An important characteristic of the historic centre are the narrow streets full of sharp corners, blind alleys and hidden paths: a genuine urban labyrinth.
In ancient times, this layout offered a dual advantage: indeed, in the event of an enemy attack, it was a way to gain time during a possible escape, or to lay traps for the enemies by exploiting the blind alleys and tucked-away side streets.

The historic centre’s streets
The streets of Martina Franca have a characteristic dip in the middle of the street, unlike other modern streets that normally have a humpbacked road surface: when it rains the rainwater runs into the middle of the street leaving the sides dry so that water does not run into the cellars located below street level. From an architectural viewpoint, the historic centre is most Baroque in style, as can be seen from the churches (for example, the former Collegiate and now Basilica of San Martino).

Basilica of San Martino
Built in the second half of the 1700s, at the initiative of the archpriest Isidoro Chirulli, on the site of the former Romanesque collegiate church, it offers a perfect example of Martina Franca’s Baroque architecture.
It stands out for its marvellous, majestic facade with an image of the patron saint in the middle of the facade, sharing his cloak with a beggar at Amiens.
The church’s interior houses a wonderful, marble high altar dating from 1773, by the Neapolitan School, and the spacious chapel of the Holy Sacrament.
It houses the relics of Saint Comasia which tradition has it died as a martyr between the 2nd and 4th centuries.

Palazzo Ducale
Dating from the second half of the 1600s, it brings together Renaissance features with Baroque designs inspired by the city of Lecce and local architectural elements. It was the residence of the Caracciolo family and current houses the Town Hall.
The so-called Sala Arcadia, Sala del Mito and Sala della Bibbia, which all contain frescoes, are worthy of note.

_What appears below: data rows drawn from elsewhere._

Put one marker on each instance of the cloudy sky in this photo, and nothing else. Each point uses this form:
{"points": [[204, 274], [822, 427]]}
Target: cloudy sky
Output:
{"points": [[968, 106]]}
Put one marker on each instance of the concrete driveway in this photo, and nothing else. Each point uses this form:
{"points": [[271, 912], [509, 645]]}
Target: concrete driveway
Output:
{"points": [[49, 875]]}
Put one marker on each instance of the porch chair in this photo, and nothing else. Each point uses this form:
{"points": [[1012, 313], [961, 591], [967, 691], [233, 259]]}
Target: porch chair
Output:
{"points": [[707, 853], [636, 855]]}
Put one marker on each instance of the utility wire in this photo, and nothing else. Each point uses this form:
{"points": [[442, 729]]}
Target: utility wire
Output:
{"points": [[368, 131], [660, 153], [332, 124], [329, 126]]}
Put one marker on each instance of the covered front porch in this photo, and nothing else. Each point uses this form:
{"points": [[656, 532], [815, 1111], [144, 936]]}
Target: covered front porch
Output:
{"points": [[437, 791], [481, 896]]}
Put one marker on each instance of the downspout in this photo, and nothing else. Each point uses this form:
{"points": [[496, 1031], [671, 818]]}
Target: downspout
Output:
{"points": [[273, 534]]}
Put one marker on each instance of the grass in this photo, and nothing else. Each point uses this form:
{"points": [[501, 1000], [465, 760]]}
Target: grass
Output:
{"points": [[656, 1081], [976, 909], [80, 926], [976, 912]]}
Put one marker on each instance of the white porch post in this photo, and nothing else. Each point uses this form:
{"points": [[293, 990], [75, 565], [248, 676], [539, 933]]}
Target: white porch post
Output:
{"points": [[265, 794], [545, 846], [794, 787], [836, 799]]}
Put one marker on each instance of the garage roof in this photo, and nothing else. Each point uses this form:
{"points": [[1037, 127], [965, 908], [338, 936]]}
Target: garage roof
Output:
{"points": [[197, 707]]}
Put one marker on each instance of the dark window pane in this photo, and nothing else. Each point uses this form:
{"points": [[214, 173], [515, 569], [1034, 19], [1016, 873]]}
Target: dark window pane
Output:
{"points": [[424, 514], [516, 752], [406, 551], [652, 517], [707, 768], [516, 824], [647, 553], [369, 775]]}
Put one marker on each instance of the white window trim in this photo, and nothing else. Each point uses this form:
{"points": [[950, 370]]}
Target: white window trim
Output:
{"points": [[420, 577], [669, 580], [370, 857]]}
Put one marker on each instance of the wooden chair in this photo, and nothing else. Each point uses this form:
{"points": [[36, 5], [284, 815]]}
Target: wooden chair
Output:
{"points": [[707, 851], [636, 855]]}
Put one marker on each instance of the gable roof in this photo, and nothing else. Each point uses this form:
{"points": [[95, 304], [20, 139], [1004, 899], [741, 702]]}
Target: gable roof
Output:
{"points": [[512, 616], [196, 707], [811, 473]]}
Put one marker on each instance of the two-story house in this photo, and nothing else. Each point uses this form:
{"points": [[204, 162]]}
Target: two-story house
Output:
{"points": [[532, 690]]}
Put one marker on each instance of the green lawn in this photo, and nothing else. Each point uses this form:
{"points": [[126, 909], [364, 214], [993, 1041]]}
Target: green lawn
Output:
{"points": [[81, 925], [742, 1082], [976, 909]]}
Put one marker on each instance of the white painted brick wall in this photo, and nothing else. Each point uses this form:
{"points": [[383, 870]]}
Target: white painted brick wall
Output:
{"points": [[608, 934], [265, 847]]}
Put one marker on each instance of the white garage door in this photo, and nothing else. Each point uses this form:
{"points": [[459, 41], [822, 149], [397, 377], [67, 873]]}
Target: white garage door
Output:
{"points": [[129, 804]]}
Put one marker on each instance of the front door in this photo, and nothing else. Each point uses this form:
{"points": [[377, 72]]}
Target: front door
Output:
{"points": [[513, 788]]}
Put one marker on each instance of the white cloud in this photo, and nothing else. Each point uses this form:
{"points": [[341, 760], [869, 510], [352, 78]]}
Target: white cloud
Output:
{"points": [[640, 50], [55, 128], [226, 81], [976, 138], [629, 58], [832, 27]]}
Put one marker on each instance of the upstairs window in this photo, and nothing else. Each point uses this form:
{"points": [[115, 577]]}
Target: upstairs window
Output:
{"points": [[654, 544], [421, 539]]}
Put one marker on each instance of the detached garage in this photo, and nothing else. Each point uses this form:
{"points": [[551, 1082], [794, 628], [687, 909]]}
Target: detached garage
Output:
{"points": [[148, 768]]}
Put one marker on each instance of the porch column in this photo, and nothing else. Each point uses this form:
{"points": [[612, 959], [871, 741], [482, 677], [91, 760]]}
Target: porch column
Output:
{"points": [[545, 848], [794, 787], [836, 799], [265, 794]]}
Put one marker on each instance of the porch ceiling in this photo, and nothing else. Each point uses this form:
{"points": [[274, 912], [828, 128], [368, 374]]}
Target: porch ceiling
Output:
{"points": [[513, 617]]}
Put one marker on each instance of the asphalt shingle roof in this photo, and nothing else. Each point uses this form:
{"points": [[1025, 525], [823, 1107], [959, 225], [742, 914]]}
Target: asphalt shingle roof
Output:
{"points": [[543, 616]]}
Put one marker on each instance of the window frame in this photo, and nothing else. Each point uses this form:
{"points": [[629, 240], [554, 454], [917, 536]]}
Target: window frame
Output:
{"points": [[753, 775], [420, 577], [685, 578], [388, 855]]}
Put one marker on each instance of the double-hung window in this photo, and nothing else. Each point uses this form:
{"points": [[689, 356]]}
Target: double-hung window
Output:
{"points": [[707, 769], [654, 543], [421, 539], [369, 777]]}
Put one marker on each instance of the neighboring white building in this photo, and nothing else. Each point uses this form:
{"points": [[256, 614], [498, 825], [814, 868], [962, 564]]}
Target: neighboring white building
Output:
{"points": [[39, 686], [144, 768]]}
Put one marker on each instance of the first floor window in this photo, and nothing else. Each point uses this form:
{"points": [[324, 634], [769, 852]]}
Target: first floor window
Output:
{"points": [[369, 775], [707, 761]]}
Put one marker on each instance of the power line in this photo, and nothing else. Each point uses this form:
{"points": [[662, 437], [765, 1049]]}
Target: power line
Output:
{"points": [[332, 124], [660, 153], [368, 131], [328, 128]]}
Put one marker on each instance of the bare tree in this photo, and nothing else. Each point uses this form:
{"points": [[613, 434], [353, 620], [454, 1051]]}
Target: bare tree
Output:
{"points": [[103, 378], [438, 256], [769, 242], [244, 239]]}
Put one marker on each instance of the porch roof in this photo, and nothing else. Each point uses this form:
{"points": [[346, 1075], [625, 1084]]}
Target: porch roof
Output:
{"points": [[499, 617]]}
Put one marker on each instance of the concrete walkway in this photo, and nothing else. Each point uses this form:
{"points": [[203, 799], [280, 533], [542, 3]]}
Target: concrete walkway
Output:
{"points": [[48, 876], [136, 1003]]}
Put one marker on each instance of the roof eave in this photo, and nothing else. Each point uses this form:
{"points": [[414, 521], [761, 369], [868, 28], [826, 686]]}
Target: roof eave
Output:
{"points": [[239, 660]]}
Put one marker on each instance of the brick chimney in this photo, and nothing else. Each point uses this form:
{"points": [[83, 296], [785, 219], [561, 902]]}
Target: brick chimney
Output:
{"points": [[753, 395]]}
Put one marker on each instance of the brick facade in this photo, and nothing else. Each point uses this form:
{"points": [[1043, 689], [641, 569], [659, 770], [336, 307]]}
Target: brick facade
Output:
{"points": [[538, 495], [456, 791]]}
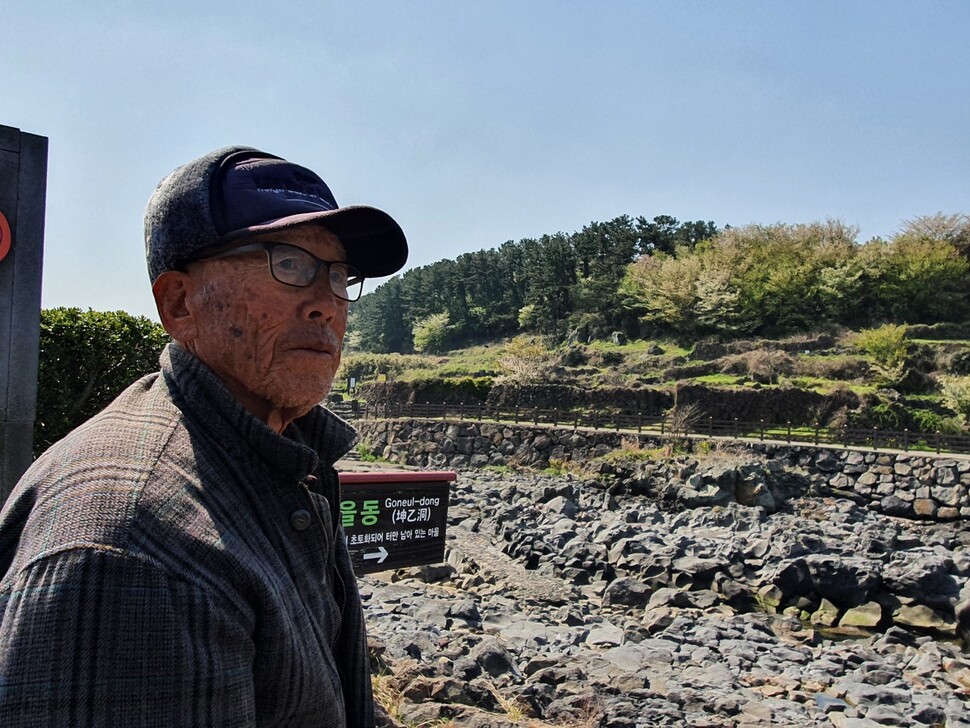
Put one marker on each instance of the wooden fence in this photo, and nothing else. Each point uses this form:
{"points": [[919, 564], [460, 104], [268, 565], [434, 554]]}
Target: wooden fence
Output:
{"points": [[665, 425]]}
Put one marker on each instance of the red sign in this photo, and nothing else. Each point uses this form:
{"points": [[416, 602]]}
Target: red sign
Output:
{"points": [[5, 238], [394, 518]]}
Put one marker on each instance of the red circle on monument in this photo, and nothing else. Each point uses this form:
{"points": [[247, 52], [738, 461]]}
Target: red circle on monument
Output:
{"points": [[5, 237]]}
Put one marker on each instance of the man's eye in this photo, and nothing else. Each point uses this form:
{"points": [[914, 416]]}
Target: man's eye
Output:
{"points": [[289, 262]]}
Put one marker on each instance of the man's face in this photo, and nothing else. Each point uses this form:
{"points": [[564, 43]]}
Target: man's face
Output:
{"points": [[276, 347]]}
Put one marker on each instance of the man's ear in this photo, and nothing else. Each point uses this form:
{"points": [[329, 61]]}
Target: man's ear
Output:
{"points": [[171, 290]]}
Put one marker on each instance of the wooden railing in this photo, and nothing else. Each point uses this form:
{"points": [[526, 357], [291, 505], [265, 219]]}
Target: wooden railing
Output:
{"points": [[905, 440]]}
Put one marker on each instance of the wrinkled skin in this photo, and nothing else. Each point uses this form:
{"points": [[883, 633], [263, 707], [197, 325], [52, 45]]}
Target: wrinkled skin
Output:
{"points": [[276, 347]]}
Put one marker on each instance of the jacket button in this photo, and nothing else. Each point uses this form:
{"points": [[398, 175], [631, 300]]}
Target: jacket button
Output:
{"points": [[300, 520]]}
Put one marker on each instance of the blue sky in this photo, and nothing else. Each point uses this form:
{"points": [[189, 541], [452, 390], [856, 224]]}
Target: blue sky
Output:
{"points": [[477, 123]]}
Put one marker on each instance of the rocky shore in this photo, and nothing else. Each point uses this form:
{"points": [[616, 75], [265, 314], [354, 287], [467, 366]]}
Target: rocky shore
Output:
{"points": [[635, 600]]}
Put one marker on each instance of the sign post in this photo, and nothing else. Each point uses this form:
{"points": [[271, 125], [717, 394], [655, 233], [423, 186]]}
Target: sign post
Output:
{"points": [[23, 193], [394, 518]]}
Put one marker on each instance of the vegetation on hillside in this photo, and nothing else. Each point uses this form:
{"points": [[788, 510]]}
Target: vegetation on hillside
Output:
{"points": [[670, 279], [86, 359]]}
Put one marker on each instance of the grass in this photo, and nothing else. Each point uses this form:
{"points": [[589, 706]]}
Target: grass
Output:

Cuisine Martina Franca DOC is the name of the wine produced locally.
Capocollo, a typical cold meat. Local wine and aromatic herbs typical of the Mediterranean shrub are added while processing the meat, which is then smoked by burning the wood and bark of the Macedonian Oak, originating from the Balkan states and only found in Puglia.
The pigs from which the meat used in the product is obtained, are reared in Macedonian oak woods and feed on the acorns of said oak trees.
Orecchiette, fresh ear-shaped pasta produced locally, served with meatballs, meat rolls and hard ricotta cheese, or with turnip tops.